An ETF is a type of mutual fund that is traded on the stock exchange. An ETF can hold almost any financial asset including commodities, bonds, derivatives or stocks. Originally most ETFs were designed to track a particular index such as the S&P 500. But as ETFs have become more popular, they have also become more “exotic.” ETFs are now used to hold volatile financial assets such as oil futures and emerging market stocks. As a consequence many ETFs pose risks that investors are unaware of.
Risk #1 – ETFs Are Frequently Difficult To Understand
The major problem with ETFs is that investors, and even that financial advisers that recommended them, frequently do not understand exactly what they are investing in. Prospectus for ETFs are often complex and difficult for even financial professionals to understand. Investors may find themselves exposed to financial derivatives, equity swaps and entire asset classes that they didn’t realize that they were investing in.
Risk #2 – Highly Leveraged ETFs
Many investors are unaware that they are exposing themselves to high levels of leverage. Leverage is when money is borrowed to purchase more of a particular financial asset. Using leverage can increase potential returns. But it also increases the amount of risk. While leverage can be useful when used wisely, many ETF investors are unaware of the amount of risk that they are exposing their life savings too.
Risk #3 – The Spreads Can Be Large
The spread is the difference between the bid and the ask price for a particular financial asset. In the case of smaller ETF’s and those which hold stocks which don’t trade frequently, the spread can be quite large. This is a hidden cost that is born by the investor in the ETF. This is particularly problem with ETFs investing in emerging markets where stocks often trade infrequently and with large spreads.
Risk #4 – The Danger of Front Running
Another danger that most investors are unaware of is the possibility of front running. ETFs are required to disclose what stocks they hold daily. This transparency can place the ETF at a disadvantage to hedge funds and other savvy financial players. When hedge funds see that an ETF is purchasing a particular stock they can purchase the shares ahead of the ETF and thus drive up the price. This can reduce the potential profits that an ETF can make.

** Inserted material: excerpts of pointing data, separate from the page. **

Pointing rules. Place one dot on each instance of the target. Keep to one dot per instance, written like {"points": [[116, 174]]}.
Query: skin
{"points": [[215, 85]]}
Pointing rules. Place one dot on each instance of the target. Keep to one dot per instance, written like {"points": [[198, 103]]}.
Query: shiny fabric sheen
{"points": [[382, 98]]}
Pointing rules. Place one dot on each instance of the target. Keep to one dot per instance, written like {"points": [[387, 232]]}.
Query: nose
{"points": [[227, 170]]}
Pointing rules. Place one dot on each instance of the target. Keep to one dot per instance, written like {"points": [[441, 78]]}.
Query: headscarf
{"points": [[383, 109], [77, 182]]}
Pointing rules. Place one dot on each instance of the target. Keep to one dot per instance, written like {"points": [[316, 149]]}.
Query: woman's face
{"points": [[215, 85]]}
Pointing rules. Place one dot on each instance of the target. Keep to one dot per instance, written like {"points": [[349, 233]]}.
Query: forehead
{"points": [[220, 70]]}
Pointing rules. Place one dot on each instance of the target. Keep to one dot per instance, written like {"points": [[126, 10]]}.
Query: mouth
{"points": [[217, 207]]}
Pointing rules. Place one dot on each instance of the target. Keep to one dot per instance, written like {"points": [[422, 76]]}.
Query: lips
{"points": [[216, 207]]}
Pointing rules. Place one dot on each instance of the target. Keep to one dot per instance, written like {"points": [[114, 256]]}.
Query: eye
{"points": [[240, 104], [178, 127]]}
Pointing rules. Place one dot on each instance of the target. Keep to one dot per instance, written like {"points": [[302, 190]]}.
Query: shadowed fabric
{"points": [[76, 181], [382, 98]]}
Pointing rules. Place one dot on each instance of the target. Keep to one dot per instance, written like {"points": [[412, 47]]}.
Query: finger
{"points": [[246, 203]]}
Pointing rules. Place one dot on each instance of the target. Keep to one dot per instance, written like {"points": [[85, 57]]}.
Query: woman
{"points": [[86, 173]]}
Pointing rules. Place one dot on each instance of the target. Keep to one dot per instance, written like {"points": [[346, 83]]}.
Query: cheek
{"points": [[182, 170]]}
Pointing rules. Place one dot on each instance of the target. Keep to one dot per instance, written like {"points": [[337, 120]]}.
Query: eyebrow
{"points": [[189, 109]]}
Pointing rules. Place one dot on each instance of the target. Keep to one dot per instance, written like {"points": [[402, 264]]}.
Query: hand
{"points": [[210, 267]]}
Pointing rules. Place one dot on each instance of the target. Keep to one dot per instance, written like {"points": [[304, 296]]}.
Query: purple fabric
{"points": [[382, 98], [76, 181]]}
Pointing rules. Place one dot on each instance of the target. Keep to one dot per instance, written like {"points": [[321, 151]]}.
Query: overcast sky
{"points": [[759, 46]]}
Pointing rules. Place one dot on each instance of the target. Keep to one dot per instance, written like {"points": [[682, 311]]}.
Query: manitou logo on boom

Exchange traded funds have become viewed by many investors as being “safer” because they are traded on the stock exchange and frequently track indices. This is a dangerous view which neglects the many hidden risks that are associated with ETF’s. Investors are increasingly becoming exposed to financial derivatives, such as futures contracts, without them even being aware of it. This can potentially result in huge losses to the investor’s life savings. Many investors need to rethink whether ETF’s really are the right investment vehicle for them.